The variant c.1268delT is located in exon 11 encoding the SapD protein. It causes the p.Leu423Argfs*40 frameshift resulting in a premature termination codon. This variant leads to a null allele as such aberrant transcript should be degraded in the process of nonsense-mediated decay. This variant has not been previously reported in patients nor publicly available population databases. Together with the patient’s specific phenotype, there is enough evidence to classify this variant as pathogenic (classification according to (Richards et al. 2015)).

Both variants were added to the locus-specific database LOVD (www.lovd.nl/PSAP, IDs PSAP_000017 and PSAP_000018) and submitted to ClinVar (www.ncbi.nlm.nih.gov/clinvar/, accession numbers SCV000809015 and SCV000809016).

Discussion

The patient discussed in this report was highly suspected of MLD due to deficiency of saposin B protein according to clinical findings and biochemical studies. This diagnosis was confirmed by sequencing analysis of the PSAP gene where we have found two variants.
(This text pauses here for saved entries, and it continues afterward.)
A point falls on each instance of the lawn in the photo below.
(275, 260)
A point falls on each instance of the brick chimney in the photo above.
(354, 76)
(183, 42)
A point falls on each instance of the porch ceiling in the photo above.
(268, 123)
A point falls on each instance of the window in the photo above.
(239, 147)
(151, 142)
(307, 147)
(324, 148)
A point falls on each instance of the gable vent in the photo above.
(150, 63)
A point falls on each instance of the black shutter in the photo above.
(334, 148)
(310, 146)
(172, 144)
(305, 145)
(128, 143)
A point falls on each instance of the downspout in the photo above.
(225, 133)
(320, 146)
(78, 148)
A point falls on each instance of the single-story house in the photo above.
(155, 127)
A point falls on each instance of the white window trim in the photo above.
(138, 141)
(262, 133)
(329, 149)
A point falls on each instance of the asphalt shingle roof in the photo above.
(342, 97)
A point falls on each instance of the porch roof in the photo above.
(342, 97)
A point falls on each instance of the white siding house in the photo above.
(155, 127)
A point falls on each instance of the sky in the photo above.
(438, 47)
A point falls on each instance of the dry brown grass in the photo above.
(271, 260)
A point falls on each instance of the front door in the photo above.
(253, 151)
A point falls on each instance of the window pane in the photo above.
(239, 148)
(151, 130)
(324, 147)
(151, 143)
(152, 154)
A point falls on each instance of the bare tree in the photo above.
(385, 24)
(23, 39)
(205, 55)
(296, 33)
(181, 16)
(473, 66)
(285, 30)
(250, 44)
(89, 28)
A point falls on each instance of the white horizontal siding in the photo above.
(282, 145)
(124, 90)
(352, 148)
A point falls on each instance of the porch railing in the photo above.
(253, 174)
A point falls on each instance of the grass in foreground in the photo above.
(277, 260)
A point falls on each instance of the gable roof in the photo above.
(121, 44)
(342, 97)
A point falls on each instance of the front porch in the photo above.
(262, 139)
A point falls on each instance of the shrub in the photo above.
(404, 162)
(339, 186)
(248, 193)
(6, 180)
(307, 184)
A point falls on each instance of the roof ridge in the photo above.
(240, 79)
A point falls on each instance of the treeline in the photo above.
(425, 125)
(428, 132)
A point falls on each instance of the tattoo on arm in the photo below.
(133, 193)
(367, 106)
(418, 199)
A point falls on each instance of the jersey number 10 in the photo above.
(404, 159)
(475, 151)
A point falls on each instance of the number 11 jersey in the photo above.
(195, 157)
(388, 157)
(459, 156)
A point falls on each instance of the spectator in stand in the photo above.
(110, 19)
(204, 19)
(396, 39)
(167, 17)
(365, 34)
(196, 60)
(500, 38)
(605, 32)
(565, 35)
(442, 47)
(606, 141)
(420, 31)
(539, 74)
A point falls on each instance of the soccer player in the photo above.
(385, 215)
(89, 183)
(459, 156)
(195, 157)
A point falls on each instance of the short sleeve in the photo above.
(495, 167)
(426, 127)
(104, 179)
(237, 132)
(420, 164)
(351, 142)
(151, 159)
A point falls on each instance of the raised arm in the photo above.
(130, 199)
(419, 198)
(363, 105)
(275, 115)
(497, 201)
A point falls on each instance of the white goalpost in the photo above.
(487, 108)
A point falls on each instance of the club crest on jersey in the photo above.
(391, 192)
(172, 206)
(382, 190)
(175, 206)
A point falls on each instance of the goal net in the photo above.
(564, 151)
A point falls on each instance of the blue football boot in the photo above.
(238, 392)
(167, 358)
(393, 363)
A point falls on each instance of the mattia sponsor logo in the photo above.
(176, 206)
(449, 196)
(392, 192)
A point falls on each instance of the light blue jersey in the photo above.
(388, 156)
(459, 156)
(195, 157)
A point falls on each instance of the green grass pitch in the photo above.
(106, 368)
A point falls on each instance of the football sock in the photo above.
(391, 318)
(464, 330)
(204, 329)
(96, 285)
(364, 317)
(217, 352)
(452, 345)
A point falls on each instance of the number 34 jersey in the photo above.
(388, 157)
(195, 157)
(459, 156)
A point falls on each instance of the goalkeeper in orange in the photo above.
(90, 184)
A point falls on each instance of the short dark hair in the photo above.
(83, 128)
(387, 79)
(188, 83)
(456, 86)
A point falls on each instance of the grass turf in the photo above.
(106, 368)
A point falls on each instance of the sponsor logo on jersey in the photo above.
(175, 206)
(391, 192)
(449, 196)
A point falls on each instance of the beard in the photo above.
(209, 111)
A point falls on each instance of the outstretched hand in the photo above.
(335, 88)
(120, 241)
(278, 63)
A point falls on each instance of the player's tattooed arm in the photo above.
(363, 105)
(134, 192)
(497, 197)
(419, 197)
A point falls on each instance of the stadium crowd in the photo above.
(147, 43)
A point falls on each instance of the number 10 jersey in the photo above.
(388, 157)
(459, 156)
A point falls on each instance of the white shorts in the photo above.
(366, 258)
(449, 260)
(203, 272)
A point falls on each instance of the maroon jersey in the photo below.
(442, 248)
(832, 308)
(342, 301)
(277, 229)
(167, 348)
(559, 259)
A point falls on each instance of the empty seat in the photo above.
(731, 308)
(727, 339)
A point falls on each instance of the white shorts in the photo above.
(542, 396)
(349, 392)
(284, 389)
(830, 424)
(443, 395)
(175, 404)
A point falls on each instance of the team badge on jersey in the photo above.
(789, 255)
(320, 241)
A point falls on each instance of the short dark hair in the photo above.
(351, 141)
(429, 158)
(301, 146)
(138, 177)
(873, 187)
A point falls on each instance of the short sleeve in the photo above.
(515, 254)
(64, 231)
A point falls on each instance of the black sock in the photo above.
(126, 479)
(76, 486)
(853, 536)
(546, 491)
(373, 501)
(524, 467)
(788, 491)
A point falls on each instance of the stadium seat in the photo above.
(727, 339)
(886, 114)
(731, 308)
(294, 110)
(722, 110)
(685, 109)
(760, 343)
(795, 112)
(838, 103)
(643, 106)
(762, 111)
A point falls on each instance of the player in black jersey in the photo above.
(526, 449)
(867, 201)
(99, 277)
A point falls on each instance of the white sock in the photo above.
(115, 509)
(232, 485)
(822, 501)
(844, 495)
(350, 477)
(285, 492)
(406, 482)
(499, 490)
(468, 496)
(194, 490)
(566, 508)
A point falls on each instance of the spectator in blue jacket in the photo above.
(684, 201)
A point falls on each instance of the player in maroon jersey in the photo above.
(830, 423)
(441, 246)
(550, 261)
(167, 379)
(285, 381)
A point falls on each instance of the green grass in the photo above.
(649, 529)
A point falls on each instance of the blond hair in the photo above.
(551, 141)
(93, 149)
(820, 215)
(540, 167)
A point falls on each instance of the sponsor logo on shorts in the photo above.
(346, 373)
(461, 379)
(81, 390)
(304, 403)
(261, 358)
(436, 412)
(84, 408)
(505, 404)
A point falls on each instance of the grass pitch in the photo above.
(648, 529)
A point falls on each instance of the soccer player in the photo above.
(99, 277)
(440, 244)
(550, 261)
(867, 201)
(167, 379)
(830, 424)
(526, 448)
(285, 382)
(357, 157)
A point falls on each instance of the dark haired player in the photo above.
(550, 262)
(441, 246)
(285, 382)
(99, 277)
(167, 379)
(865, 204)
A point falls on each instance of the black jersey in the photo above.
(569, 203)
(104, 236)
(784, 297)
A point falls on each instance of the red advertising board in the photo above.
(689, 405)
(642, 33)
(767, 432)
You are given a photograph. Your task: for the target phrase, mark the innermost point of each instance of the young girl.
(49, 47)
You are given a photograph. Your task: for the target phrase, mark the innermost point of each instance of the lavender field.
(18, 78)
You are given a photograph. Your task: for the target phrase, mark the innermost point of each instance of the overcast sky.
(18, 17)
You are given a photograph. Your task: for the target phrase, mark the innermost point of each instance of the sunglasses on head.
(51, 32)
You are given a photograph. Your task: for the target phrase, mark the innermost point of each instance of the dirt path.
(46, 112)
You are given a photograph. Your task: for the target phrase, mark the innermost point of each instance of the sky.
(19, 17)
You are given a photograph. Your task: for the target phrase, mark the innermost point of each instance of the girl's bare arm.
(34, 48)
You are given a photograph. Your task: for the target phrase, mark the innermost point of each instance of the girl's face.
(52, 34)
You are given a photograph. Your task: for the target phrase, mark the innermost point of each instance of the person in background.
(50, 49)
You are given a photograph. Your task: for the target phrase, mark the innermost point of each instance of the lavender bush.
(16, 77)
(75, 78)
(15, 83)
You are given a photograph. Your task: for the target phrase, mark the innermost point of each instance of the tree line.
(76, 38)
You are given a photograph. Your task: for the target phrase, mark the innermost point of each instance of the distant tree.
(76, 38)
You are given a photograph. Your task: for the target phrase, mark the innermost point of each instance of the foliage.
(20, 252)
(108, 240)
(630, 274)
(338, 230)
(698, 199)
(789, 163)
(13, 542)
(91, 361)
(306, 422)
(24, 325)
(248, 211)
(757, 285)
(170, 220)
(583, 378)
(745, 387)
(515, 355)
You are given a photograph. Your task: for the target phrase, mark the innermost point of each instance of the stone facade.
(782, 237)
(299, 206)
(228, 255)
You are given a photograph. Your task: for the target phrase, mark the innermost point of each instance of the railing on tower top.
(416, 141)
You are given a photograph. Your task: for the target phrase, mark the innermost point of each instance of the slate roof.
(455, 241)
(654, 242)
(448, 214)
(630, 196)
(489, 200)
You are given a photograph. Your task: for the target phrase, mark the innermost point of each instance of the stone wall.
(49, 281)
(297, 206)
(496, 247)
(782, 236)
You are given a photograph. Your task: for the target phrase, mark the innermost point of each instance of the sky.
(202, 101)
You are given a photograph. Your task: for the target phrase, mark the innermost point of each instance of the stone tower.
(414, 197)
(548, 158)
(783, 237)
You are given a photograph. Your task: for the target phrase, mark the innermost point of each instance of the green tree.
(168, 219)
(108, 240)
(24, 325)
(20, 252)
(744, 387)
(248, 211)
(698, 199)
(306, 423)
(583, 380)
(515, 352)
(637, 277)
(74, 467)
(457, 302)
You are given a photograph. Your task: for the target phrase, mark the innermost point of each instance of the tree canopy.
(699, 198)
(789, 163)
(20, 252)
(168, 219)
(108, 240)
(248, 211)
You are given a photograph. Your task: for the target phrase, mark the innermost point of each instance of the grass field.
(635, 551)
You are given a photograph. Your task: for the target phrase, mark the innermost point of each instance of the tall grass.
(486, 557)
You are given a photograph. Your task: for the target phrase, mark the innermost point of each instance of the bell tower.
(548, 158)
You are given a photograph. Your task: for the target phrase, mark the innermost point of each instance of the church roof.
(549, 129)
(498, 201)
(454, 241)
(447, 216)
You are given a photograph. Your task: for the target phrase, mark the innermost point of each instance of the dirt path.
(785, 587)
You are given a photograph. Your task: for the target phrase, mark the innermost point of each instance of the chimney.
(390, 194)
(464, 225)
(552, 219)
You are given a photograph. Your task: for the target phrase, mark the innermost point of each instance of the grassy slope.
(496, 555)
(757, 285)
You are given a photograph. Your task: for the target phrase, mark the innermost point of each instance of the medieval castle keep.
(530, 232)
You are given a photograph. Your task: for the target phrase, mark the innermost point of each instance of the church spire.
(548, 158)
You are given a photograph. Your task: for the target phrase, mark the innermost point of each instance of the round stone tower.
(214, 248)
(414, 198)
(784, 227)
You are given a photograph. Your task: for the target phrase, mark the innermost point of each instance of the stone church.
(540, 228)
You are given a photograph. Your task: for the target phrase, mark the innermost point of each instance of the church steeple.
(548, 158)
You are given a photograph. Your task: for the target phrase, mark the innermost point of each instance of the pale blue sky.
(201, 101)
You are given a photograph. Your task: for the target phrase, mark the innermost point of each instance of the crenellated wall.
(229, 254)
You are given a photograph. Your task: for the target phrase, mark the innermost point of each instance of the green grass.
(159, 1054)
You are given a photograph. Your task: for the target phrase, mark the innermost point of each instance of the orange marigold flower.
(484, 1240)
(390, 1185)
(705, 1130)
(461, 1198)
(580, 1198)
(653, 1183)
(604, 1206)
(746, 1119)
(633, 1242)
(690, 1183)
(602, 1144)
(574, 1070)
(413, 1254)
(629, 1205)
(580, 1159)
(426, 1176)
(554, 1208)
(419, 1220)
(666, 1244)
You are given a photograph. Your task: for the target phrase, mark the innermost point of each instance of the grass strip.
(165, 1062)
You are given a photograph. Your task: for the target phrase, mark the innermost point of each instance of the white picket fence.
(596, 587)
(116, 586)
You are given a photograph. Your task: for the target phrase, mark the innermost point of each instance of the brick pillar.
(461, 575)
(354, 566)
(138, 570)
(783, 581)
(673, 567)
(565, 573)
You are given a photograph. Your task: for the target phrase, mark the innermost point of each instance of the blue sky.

In the published cohort of 26 PSAP – MLD patients (Cesani et al. 2016), only two cases were compound heterozygotes carrying a SapB impairing variant and a null allele: p.Asn215Lys + p.Met1Val (Deconinck et al. 2008) and p.Asp193_Ile240del; p.Asp193_Gln199del + p.Lys275fs (Kuchar et al. 2009) with the former one being the only case with a mutation outside the SapB encoding exons 6–8. Here, we describe another such case, one single amino acid deletion located in exon 6 encoding SapB and one frameshift variant located in the exon 11 encoding SapD. The phenotype of the patient confirms that the frameshift variant c.1268delT (p.Leu423fs) in exon 11 results in a null allele and he suffers from an isolated SapB deficiency due to the p.Lys227del allele in exon 6. Importantly, further PSAP null alleles were described in prosaposin or SapC deficiency (Table 1) and could be possibly involved also in MLD if combined with a mutation within the SapB portion of the gene. On the other side, some of the splicing mutations in the PSAP gene cause only isolated saposin deficit due to skipping of exons causing in-frame deletions (Table 1, Fig. 1). Therefore, it might be necessary to analyze the effect of novel splicing mutations on the mRNA level to confirm the genetic etiology of the disease definitively.

Table 1 Characteristics of the PSAP alleles up to date

Furthermore, it might be noteworthy that all three reported patients with one null allele presented with the late infantile form of MLD, as well as the majority of patients with both mutations impairing selectively the SapB protein. The clinical course of their disease was similarly severe, without substantial differences.

In conclusion, our data update the PSAP gene mutation list and show a new example of how a mutation in a non-SapB exon can contribute to isolated SapB deficiency. Awareness of this might be crucial to prevent delayed diagnosis or misdiagnosis and to promptly provide an accurate genetic counseling to families.